The defects and difficulties of “Pauline” are plainly admitted in an editor’s note, written in French, and signed by this name; and which, proceeding as it does from the author himself, supplies a valuable comment on the work.
“I much fear that my poor friend will not be always perfectly understood in what remains to be read of this strange fragment, but it is less calculated than any other part to explain what of its nature can never be anything but dream and confusion. I do not know moreover whether in striving at a better connection of certain parts, one would not run the risk of detracting from the only merit to which so singular a production can pretend: that of giving a tolerably precise idea of the manner (genre) which it can merely indicate. This unpretending opening, this stir of passion, which first increases, and then gradually subsides, these transports of the soul, this sudden return upon himself, and above all, my friend’s quite peculiar turn of mind, have made alterations almost impossible.
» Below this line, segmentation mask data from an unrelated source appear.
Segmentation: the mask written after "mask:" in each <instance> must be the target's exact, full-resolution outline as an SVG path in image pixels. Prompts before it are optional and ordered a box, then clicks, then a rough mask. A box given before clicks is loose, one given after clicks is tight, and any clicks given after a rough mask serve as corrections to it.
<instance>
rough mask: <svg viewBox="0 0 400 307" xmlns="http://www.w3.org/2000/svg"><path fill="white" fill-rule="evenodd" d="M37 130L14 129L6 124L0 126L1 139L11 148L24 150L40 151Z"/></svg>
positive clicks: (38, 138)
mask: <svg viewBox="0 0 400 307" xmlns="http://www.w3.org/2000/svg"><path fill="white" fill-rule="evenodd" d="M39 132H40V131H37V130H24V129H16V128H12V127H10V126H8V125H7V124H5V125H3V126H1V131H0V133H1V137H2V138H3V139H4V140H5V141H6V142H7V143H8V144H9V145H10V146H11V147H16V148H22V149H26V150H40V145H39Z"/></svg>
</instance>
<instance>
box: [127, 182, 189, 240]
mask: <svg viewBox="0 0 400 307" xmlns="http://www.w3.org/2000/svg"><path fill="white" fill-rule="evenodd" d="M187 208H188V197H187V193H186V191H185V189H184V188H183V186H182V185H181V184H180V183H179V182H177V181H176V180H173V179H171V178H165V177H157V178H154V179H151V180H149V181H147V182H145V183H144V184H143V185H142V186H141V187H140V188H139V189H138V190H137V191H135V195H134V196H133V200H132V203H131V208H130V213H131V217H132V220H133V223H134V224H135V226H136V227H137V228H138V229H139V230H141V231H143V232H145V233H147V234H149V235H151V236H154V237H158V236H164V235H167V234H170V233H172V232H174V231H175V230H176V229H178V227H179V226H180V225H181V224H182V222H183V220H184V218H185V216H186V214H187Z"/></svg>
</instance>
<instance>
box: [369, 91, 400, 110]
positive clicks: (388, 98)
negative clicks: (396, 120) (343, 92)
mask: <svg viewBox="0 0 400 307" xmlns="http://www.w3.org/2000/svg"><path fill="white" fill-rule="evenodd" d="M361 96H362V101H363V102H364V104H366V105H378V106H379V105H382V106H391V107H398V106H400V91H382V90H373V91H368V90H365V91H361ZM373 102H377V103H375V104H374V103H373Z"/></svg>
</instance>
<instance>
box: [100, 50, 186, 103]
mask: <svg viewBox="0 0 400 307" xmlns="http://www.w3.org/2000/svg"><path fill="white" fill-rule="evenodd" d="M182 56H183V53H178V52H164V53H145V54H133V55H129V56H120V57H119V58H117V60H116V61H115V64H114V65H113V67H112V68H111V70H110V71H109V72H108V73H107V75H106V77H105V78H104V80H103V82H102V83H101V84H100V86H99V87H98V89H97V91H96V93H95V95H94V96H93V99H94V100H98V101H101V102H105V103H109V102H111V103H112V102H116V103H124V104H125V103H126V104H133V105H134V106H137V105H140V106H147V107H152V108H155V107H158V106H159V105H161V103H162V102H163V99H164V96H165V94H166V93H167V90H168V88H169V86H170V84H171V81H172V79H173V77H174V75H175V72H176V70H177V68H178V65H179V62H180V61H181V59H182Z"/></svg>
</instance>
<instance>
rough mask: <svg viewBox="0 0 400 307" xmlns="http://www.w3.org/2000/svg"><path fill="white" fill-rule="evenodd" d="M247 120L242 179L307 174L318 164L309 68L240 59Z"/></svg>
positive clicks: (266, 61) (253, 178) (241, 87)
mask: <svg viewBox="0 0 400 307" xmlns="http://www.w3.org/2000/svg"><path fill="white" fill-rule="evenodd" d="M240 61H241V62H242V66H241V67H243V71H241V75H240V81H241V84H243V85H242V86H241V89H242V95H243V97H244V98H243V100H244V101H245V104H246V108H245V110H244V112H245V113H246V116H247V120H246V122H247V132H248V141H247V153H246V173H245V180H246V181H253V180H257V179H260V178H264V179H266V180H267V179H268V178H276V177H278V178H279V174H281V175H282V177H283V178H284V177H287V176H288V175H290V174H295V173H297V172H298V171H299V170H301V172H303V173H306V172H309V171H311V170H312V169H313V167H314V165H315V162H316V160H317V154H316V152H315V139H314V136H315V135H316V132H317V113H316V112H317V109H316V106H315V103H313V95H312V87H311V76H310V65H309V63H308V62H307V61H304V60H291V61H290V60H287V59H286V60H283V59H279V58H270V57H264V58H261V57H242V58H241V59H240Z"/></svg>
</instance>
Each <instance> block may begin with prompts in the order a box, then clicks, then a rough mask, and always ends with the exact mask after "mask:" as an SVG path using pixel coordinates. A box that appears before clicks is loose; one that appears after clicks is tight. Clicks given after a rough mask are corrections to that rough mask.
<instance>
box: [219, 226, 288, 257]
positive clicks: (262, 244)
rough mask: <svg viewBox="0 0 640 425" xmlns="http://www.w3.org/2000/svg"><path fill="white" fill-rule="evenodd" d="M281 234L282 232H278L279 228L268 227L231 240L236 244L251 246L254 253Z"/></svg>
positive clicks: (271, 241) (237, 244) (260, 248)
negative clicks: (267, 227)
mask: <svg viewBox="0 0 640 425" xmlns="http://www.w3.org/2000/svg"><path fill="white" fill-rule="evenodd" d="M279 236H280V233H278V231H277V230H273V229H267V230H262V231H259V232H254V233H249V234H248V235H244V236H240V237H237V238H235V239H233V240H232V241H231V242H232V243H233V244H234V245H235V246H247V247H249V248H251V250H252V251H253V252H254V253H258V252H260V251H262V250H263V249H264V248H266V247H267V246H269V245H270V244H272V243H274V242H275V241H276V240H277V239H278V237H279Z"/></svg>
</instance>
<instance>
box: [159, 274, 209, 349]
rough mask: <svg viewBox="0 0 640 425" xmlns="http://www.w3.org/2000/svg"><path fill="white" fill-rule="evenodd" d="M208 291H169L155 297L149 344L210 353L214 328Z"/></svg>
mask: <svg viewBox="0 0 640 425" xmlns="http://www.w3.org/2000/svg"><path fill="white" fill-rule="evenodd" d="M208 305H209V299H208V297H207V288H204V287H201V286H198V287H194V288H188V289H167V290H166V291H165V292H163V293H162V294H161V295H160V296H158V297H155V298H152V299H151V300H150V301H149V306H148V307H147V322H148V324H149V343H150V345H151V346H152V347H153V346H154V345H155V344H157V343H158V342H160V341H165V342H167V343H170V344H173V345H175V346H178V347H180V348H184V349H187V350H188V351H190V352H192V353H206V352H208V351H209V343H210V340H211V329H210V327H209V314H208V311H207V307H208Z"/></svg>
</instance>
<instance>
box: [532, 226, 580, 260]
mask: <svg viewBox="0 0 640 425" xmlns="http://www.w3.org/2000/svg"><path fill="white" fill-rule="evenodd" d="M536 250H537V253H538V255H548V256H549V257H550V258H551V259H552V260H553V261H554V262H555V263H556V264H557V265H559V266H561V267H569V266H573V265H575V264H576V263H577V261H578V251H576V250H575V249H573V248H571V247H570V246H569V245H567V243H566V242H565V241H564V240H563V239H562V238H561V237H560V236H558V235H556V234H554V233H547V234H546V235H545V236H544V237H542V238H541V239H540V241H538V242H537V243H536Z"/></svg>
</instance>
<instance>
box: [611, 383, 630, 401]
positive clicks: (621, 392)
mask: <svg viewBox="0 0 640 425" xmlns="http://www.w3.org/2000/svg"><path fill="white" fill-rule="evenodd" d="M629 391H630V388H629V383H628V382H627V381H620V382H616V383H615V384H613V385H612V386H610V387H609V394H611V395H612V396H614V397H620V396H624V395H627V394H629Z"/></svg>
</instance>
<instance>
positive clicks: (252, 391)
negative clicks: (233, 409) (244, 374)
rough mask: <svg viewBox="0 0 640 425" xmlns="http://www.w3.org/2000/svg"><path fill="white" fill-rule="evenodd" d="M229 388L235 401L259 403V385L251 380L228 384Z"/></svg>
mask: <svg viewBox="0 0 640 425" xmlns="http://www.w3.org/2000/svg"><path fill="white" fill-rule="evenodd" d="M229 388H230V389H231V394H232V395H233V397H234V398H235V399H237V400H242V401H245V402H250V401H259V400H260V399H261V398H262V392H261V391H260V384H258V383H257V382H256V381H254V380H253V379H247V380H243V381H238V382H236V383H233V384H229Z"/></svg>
The reasons which he elsewhere asserts, and others still more cogent have secured my indulgence for this paper, which otherwise I should have advised him to throw into the fire. I believe none the less in the great principle of all composition—in that principle of Shakespeare, of Raphael, and of Beethoven, according to which concentration of ideas is due much more to their conception than to their execution; I have every reason to fear that the first of these qualities is still foreign to my friend, and I much doubt whether redoubled labour would enable him to acquire the second. It would be best to burn this; but what can I do?”
* * * * *
We might infer from this, as from his subsequent introduction, that Mr. Browning disclaimed all that is extravagant in the poem, and laid it simply to the charge of the imaginary person it is intended to depict: but that he has also prefaced it with a curious Latin quotation which identifies that person with himself.[8]